The Japanese Society for Transplantation and Cellular Therapy (JSTCT) and the Japanese Data Center for HCT have compiled clinical information on patients who underwent HCT at >300 centers across Japan.34,35 In parallel, the Mount Sinai Acute GVHD International Consortium (MAGIC) prospectively monitored the clinical course of acute GVHD at 24 HCT centers in North America, Europe, and Thailand.36 In this collaborative study between the JSTCT and MAGIC, we first developed day 28 refined response (RR) criteria and then validated and compared its performance against conventional treatment response measures, day 28 OR and CR, using validation cohorts from the JSTCT and MAGIC registry databases.

Data source and patient selection

This study included adolescent/adult patients (aged ≥16 years) who underwent their first allogeneic HCT between 2014 and 2021 in Japan and between 2014 and 2022 in the MAGIC centers. Patients who received systemic corticosteroids as primary treatment for grade 2 to 4 acute GVHD were included in the primary treatment cohort. Patients from the primary treatment cohort who received second-line treatment for grade 2 to 4 acute GVHD were included in the second-line treatment cohort. A CONSORT diagram is presented in supplemental Figure 1. Informed consent was previously obtained from all participants in accordance with the Declaration of Helsinki. This study was approved by the institutional review boards of the Jichi Medical University Saitama Medical Center and MAGIC and the data management committee of JSTCT/Japanese Data Center for HCT.

Definitions

Acute GVHD was graded according to the MAGIC criteria.37 Treatment response was assessed at day 28 from the initiation of primary or second-line treatment. Conventional GVHD response was assessed using the following criteria27,33: CR was defined as the resolution of all symptoms without additional systemic treatment; PR was defined as improvement in at least 1 organ with no worsening of other target organs or additional systemic treatment; and OR was defined as achieving either CR or PR. When indicated, grades 1a and 1b were defined as any improvement that approximates CR but with residual stage 1 and stage 2 skin disease, respectively.33 Grade 2a was defined as skin stage of ≤2 and GI stage of ≤1 without liver involvement.38 Grade 2b was defined as skin stage of >2, GI stage of >1, or any liver GVHD. The criteria for determining cause of death were slightly different between the JSTCT and MAGIC cohorts. For JSTCT patients, cause of death was assessed by the treating physician at each center and reported as either acute GVHD or other causes. For MAGIC patients, cause of death was centrally adjudicated and categorized as either uncontrolled acute GVHD (if active GVHD was present at the time of death) or other causes if GVHD was inactive.

Statistical analysis

Gray method was used to estimate and compare NRM, with primary disease relapse considered a competing event. The landmark point was set at day 28 from the initiation of primary or second-line treatment, which served as the starting point for all analyses. The primary end point was 6-month NRM from the landmark point.

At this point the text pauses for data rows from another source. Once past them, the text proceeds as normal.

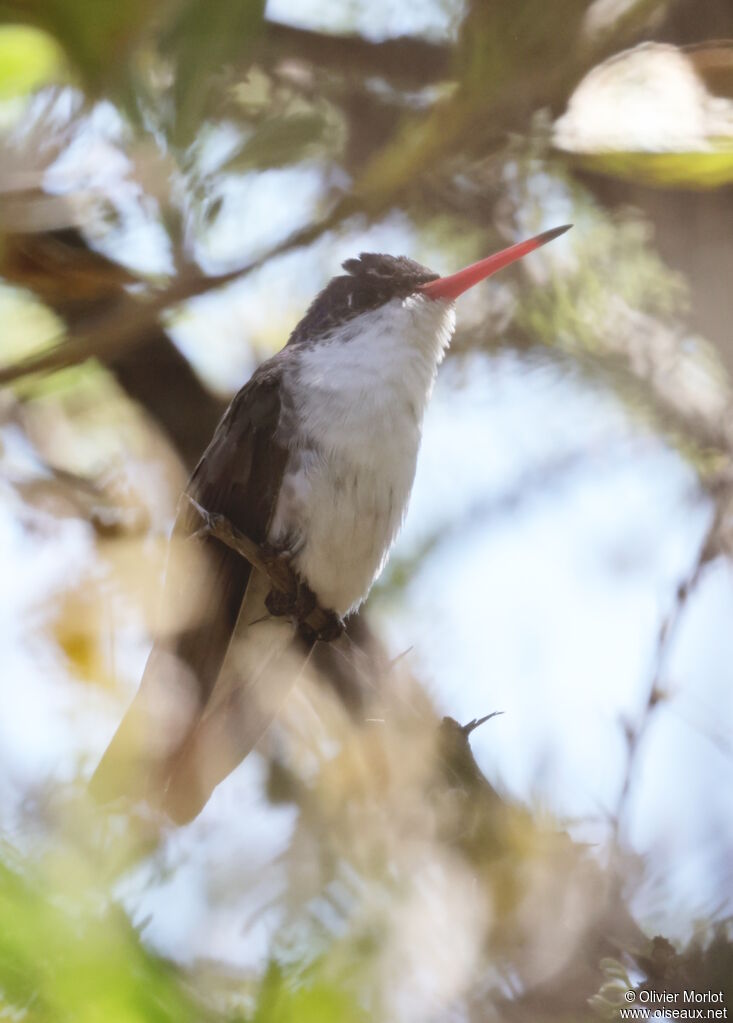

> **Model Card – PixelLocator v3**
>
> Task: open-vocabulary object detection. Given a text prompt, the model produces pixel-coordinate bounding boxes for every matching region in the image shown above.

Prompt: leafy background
[0,0,733,1023]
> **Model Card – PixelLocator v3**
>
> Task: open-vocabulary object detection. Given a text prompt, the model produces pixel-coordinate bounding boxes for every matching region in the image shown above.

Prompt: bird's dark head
[288,225,570,344]
[289,253,439,344]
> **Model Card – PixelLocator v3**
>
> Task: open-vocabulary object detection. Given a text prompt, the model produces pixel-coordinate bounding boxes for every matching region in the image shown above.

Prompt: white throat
[270,296,455,615]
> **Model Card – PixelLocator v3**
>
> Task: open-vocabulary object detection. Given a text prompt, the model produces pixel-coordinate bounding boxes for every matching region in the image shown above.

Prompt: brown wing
[91,362,287,804]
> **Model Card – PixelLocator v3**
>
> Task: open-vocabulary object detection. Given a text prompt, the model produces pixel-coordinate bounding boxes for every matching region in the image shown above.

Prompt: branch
[183,494,343,642]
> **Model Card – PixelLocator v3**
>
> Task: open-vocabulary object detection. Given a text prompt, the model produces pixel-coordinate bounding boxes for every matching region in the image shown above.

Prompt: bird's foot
[299,607,346,642]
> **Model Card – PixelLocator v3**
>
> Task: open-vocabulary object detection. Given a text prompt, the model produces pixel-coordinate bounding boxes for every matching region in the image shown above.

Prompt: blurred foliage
[0,0,733,1023]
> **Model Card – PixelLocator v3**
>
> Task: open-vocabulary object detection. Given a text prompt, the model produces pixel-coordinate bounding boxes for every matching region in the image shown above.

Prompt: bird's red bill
[420,224,572,302]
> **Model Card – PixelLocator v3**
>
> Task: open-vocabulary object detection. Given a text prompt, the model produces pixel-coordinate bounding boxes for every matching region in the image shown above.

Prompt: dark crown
[288,253,439,345]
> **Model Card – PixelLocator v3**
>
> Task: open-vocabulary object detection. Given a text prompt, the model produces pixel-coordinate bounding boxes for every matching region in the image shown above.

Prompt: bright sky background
[0,0,733,962]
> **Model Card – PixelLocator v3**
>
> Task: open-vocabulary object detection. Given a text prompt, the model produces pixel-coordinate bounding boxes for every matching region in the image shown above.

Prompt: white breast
[269,297,455,615]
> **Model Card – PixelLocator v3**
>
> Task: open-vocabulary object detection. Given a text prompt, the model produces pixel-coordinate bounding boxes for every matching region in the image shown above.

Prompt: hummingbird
[90,225,570,824]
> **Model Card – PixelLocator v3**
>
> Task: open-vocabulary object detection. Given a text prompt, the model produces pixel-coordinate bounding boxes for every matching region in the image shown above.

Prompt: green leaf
[571,147,733,189]
[223,113,335,171]
[0,25,63,99]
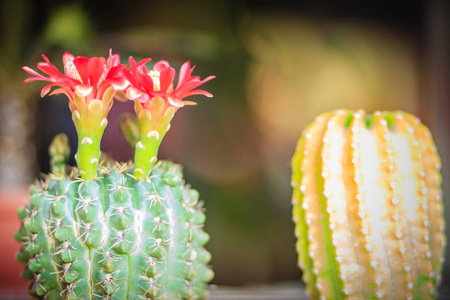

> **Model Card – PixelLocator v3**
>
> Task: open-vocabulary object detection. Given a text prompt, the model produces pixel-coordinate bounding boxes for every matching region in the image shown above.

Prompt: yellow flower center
[64,60,81,81]
[148,70,161,91]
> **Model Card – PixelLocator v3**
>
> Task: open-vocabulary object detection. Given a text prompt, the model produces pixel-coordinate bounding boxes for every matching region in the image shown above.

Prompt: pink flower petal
[126,87,144,100]
[75,84,94,97]
[63,52,74,65]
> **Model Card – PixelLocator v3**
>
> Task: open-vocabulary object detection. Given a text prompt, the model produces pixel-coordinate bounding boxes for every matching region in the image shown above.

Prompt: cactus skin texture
[16,161,214,300]
[292,110,446,300]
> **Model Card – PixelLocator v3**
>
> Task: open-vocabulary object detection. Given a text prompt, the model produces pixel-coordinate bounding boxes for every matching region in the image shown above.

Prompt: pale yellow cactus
[292,110,446,300]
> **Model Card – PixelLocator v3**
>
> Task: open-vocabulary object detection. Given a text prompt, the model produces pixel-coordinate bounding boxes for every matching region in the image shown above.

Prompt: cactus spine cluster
[292,110,446,300]
[16,53,214,300]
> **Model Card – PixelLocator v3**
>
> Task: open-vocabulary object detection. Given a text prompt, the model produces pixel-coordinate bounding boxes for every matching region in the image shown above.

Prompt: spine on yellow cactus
[292,110,446,299]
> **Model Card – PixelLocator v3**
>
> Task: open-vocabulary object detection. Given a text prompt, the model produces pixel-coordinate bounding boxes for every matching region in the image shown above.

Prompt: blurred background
[0,0,450,296]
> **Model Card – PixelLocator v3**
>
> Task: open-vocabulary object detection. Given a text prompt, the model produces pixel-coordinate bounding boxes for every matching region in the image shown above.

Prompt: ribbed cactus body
[292,111,445,300]
[16,161,213,300]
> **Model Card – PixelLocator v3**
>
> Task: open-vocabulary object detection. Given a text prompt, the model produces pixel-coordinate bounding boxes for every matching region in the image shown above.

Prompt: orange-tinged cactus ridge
[292,110,446,299]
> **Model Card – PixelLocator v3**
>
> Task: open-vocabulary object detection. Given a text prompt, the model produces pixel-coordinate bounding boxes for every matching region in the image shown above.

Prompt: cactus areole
[16,53,214,300]
[292,110,446,300]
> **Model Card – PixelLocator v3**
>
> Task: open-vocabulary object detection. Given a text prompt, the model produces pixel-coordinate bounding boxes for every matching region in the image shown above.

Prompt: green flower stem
[72,99,108,180]
[48,133,70,176]
[75,127,106,180]
[134,97,175,180]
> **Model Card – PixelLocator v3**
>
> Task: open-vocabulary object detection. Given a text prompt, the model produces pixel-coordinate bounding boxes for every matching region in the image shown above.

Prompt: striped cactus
[16,53,214,300]
[292,110,446,300]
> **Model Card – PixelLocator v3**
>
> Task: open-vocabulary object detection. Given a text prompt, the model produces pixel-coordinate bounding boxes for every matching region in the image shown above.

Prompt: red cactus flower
[123,57,215,108]
[22,52,128,110]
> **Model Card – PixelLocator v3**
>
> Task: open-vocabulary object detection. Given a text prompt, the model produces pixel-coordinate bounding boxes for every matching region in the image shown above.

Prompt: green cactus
[15,50,214,300]
[292,110,446,300]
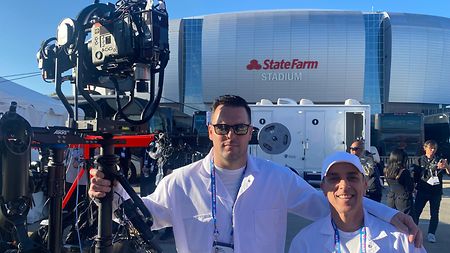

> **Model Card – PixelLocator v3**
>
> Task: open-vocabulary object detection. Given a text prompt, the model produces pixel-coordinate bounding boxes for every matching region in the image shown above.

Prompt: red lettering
[263,59,273,69]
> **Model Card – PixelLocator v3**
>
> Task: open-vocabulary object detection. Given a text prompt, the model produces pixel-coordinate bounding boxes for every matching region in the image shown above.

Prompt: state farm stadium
[153,10,450,113]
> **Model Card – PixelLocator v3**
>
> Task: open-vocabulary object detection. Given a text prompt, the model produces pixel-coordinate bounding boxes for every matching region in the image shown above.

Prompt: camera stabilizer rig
[33,0,169,253]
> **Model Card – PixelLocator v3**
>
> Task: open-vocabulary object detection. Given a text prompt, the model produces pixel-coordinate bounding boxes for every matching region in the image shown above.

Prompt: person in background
[384,149,414,216]
[413,140,450,243]
[289,152,426,253]
[349,140,383,202]
[89,95,422,253]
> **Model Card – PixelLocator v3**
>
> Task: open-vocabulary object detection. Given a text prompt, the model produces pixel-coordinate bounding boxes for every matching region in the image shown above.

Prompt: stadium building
[153,10,450,113]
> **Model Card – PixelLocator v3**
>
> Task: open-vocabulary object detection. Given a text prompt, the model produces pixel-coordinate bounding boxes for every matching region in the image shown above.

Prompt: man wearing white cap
[289,152,426,253]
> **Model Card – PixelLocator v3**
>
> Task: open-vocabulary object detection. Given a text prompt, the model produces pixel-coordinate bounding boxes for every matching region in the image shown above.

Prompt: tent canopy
[0,77,67,127]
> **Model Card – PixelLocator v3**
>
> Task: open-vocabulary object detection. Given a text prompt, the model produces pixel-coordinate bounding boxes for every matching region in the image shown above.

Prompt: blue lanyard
[331,220,367,253]
[210,160,247,245]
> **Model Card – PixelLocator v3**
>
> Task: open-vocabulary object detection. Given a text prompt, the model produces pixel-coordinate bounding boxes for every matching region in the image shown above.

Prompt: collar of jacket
[200,149,260,212]
[320,209,387,253]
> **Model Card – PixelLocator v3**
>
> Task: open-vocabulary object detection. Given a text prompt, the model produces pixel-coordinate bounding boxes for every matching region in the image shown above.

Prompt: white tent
[0,77,67,127]
[0,77,75,223]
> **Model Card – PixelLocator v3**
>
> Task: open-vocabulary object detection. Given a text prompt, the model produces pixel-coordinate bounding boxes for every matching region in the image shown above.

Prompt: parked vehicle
[371,113,425,157]
[249,98,370,184]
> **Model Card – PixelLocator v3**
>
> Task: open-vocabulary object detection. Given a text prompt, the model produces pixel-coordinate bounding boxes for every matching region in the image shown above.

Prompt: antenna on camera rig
[37,0,169,252]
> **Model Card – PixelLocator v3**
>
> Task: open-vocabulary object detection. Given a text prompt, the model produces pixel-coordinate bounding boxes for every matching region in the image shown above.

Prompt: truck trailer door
[303,111,325,171]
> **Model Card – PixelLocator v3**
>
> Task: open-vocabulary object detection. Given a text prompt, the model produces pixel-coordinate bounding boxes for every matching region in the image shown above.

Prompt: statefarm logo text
[247,59,319,81]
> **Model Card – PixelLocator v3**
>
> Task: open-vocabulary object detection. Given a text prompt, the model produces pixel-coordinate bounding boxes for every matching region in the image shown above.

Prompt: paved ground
[154,177,450,253]
[29,176,450,253]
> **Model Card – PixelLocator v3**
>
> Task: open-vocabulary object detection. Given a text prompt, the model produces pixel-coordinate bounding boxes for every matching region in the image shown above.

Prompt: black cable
[0,72,41,83]
[0,71,41,78]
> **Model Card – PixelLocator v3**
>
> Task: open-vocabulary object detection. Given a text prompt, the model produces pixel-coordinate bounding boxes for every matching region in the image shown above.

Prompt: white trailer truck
[249,98,370,183]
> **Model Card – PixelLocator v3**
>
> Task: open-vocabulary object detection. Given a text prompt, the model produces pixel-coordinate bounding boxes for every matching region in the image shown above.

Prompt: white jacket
[119,152,397,253]
[289,211,426,253]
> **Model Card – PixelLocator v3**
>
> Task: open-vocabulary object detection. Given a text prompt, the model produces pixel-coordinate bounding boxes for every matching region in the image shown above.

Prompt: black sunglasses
[212,124,250,135]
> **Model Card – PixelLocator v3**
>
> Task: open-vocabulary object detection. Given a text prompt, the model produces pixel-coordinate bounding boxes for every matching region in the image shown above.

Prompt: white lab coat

The predictive accuracy of treatment response criteria was assessed using 2 key measures: the area under the receiver operating characteristic curve (AUC); and the negative predictive value (NPV), which quantifies the likelihood that a patient who responds to treatment (ie, short-term treatment success) will not experience NRM (ie, long-term treatment failure). NPV is particularly valuable for its clinical relevance, because it indirectly reflects GVHD control and aids in the interpretation of clinical trial outcomes. The DeLong test and permutation test were used to calculate P values for the AUC and NPV comparisons.39 The ΔAUC, ΔNPV, and their corresponding 95% confidence intervals (CIs) were calculated using 1000 bootstrap resamples.40 All outcomes were censored at 6 months from the landmark point, except for time-dependent receiver operating curve analyses.41 Because CR is expected to have the highest NPV, the noninferiority margin for change in NPV was set at –5% compared to CR.

We developed day 28 RR criteria as follows. First, the primary treatment cohort from JSTCT was randomly divided into training and validation sets in a 2:1 ratio. Second, in the training set, we categorized the patients into 10 groups based on the GVHD grades at treatment initiation (grades 2 or 3/4) and at day 28 (grade 0, 1, 2, or 3/4; or given second-line therapy before day 28). Third, a classification and regression tree (CART)42 algorithm was used to divide these 10 groups into 2 groups based on the risk of 6-month NRM: response and nonresponse (NR). The CART model was constructed using the “rpart” package in R. The splitting criterion was based on the Gini index or reduction in variance, with a complexity parameter set to 0.1 and a maximum depth of 2 levels. To prevent overfitting, we specified a minimum number of 20 observations required to attempt a split and a minimum of 20 observations per terminal node. Fourth, we compared the treatment response criteria across the 4 validation sets from JSTCT and MAGIC for primary and second-line treatments. The number of patients in the JSTCT second-line treatment cohort (n = 510) was insufficient to develop second-line–specific response criteria.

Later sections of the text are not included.